Patients accessing healthcare services at Site 2 were 1.52 times more likely to miss appointments than those at Site 1 (OR = 1.52, 95% CI: 1.42–1.62; p < 0.001). Similarly, patients accessing Site 3 showed higher odds of non-attendance compared to Site 1 (OR = 1.18, 95% CI: 1.10–1.27; p < 0.001). Regarding healthcare service categories, “first access” was associated with a higher odds of no-shows compared to the “others” category (OR = 1.11, 95% CI: 1.04–1.18; p < 0.001).
Priority levels revealed that short-term appointments had a lower odds of non-attendance than schedulable ones (OR = 0.86, 95% CI: 0.78–0.96; p = 0.005), while deferrable appointments showed the opposite pattern (OR = 1.22, 95% CI: 1.15–1.30; p < 0.001).

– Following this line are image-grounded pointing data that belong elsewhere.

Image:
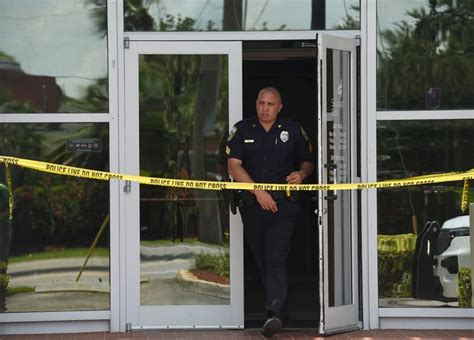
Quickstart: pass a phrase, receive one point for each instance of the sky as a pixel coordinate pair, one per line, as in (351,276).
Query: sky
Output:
(58,38)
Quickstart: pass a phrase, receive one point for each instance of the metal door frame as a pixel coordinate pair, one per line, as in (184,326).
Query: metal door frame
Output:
(176,316)
(343,317)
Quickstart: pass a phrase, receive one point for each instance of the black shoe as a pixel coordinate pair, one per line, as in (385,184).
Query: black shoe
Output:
(271,327)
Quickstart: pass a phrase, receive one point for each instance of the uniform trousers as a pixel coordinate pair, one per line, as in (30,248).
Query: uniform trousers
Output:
(269,236)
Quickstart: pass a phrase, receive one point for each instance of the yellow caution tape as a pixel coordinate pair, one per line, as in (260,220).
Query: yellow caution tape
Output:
(215,185)
(465,196)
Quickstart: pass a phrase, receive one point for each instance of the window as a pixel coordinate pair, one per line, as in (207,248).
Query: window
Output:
(55,220)
(424,55)
(239,15)
(53,56)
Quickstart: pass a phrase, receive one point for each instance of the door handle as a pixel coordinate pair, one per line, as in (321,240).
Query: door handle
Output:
(127,187)
(332,167)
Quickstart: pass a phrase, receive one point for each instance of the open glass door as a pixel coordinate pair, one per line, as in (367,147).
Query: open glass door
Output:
(337,163)
(184,257)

For patient characteristics, male patients had 1.17 times the odds of non-attendance compared to female patients (95% CI: 1.11–1.24; p < 0.001). Age comparisons indicated that patients aged 18–65 years and those under 18 were over twice as likely to miss appointments compared to those over 65 years (OR = 2.32, 95% CI: 2.17–2.47, p < 0.001; OR = 2.46, 95% CI: 2.20–2.74, p < 0.001, respectively).
Residency showed that foreign residents were 2.46 times more likely to miss appointments compared to Turin residents (OR = 2.46, 95% CI: 1.98–3.04; p < 0.001), while residents of Turin Province had lower odds (OR = 0.92, 95% CI: 0.86–0.99; p = 0.024).
Finally, each extra waiting day slightly increased the odds of missing an appointment (OR = 1.01, 95% CI: 1.01–1.01; p < 0.001).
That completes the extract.